She had made it to the bathroom just in time when Edward stood outside the door.
‘Do you need me to call the doctor?’ he asked.
‘No, it’s just a stomach bug,’ she said but she sat on the toilet and wondered.
They weren’t trying to get pregnant but they weren’t trying not to. She counted back the days to her last cycle and realised.
A baby? She was thirty. That was far too young, she thought and then remembered her mother was only twenty-two when she had her. A baby – what would Edward say?
She opened the door and stood in front of him.
‘I think I’m pregnant,’ she said.
‘Really? That’s wonderful,’ he said and then he checked, ‘Is it wonderful?’
‘I think so, maybe. I don’t know, I’ve never been pregnant before.’
Eve was indeed pregnant and had a daughter called Agatha, because she loved Agatha Christie and because she liked the name. Aggie was her father’s daughter, with a passion for throwing books at the fireplace if she didn’t like them.
And Edward wondered often how he became so lucky and Eve wondered more often why she had stayed working for Serena for so long. But perhaps things are meant to be a certain way. You need to meet the dragons head on to get to the jewels you deserve. Or something like that, Eve thought. Zara could say it better. And then remembered what she had said to Zara once and she made a call.
‘Hey, friend, what are you up to?’
‘Not much. Working, slowly atrophying from the corporate life and toxic politics.’
Eve paused and then said, ‘I don’t know if you remember but ages ago, like two years or more, I made a joke about you writing a book for young women. Anyway, I was just wondering, is that something you might be interested in doing? I think the world needs a best friend like you.’
Zara laughed. ‘I thought you’d never ask.’
‘Come up for the weekend and we can plan and Ed can take care of Aggie?’
‘Deal, I’m booking the train now.’
Eve put down her phone and looked out across the garden to where Flora and Hilditch were digging in the vegetable beds.
Hilditch had moved to Leeds with them and had started to help at the animal shelter with Donna.
Myles had a girlfriend who was also the lead singer in the band with the twins and they played any event that would have them. He was going to be a rock star he told Edward and Eve, and there was something about him, a charm and charisma, that certainly made him different. The band was slowly getting a following.
Donna and Sam retired and came to Beecroft to be with the children every week. Donna would have come daily if allowed. When Aggie was born, Donna cared for her when Eve went back to work and often when she came out of her study, there would be Aggie throwing food for the dog, Christmas the cat sitting on the kitchen table. Myles walking around playing his guitar without an amp and Flora dancing on the flagstones in a new pair of tap shoes.

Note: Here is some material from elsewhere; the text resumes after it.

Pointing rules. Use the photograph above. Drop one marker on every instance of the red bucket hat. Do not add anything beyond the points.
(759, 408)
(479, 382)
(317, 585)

It was a busy, sometimes chaotic life but what remained steady through it all was Edward at his desk, writing as the world at Beecroft Vicarage swirled around him. He had learned to write through the hardest time of his life, so writing in the best times was a cinch.
And neither Eve nor Edward would have wanted it any other way.
‘This is what we wanted,’ Eve reminded Edward when he looked as though he was about to lose it, and he would pause and look around and smile as Hilditch handed him a glass of wine.
He would kiss his wife and say aloud, ‘Yes, this is what we wanted.’